In bills' small print, critics see a threat to immigration
The measure would designate the U.S. Court of Appeals in Washington as the only court in the nation to handle immigration appeals.
By Rachel L. Swarns
THE NEW YORK TIMES
Saturday, March 25, 2006
WASHINGTON — A little-noticed provision in two key Senate immigration bills would reshape the handling of immigration appeals cases and has touched off an outcry from several legal scholars, federal judges and the policymaking group for the federal courts.
The measure would designate the U.S. Court of Appeals for the Federal Circuit in Washington, an administrative court that focuses primarily on patent cases and currently handles no immigration appeals, as the only court in the nation to handle immigration appeals.
Such appeals are currently shared by the other 12 federal appellate courts.
The judges and scholars say that the circuit court in Washington, which handles about 1,500 nonimmigration cases a year, would be swamped by an additional 12,000 immigration cases. And they say that the court lacks the expertise to handle complex immigration cases, which often raise a host of constitutional and human-rights issues.
The question of how these cases are handled is particularly sensitive because federal appeals court judges have sharply criticized what they have described as a pattern of biased and incoherent decisions from immigration judges in asylum cases, which are the bulk of immigration appeals.
The two bills — one by Sen. Arlen Specter, R-Pa., chairman of the Senate Judiciary Committee, the other by Senate Majority Leader Bill Frist, R-Tenn. — were intended in part to ease the burden on the nation's federal appeals courts, which have had a sharp increase in immigration cases.
The provisions could come up for a vote in the Senate as early as next week.
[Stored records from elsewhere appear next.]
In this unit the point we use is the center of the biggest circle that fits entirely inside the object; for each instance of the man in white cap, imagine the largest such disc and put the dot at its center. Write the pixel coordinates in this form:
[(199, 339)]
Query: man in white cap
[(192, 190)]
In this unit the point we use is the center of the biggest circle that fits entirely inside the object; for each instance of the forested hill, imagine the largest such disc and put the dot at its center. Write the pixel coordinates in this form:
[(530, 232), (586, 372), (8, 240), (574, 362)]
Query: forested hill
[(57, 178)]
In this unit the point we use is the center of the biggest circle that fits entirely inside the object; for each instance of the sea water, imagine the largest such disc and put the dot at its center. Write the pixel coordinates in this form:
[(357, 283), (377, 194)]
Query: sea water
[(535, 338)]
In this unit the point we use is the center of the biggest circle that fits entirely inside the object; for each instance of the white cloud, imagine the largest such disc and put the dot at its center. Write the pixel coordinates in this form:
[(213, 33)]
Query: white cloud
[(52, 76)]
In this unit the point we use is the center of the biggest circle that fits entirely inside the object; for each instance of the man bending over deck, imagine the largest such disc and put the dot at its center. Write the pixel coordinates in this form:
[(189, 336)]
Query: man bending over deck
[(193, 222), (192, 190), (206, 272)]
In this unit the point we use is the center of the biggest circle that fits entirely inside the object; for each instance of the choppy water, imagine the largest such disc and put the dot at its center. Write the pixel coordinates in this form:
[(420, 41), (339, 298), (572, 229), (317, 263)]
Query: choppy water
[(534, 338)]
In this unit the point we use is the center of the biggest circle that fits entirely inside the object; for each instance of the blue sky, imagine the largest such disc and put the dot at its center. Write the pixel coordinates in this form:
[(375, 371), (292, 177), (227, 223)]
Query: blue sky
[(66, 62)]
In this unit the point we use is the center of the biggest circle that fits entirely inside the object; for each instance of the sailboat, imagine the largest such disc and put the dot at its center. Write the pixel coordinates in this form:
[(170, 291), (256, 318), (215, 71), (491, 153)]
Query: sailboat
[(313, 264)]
Judiciary Committee staff members said that designating a single court to handle the cases would ensure a consistent standard for immigration decisions and discourage immigrants from shopping for favorable courts.
They said that immigration lawyers would be assigned to the court to help enhance expertise and that the number of judges would be increased to 15 from 12.
But Richard Posner, a federal appeals court judge in Chicago, said the measures were "not a sound solution."
Even with the three additional judges, he said, the annual caseload would surge to 900 per judge from 125.
"I cannot think of an area of law that is more remote from immigration than patents," Posner wrote in a letter to Sen. Dick Durbin, D-Ill., a Judiciary Committee member. "No doubt the judges of the federal circuit can become knowledgeable about immigration law, but they will be overwhelmed by the new caseload."
Leonidas Ralph Mecham, secretary for the Judicial Conference of the United States, a group of judges that makes policy for the federal courts and presents the judiciary's views to Congress, raised similar concerns.
"No sufficient justification to support changing the status quo and shifting these cases from the regional courts to the federal circuit has been provided," Mecham wrote in a letter to Specter.
The judges also raised concerns about a proposal that would appoint a single judge to decide whether immigration cases were worthy of consideration for appeal. If the judge declined the case, no further review would be available.
Durbin said he planned to offer an amendment that would kill the measures, telling his colleagues on the Judiciary Committee that it would be premature to make such changes before holding hearings.
Critics of the new legislation also say that a better solution would be to add resources to the overstrained local immigration courts and the immigration appeals court, known as the Board of Immigration Appeals.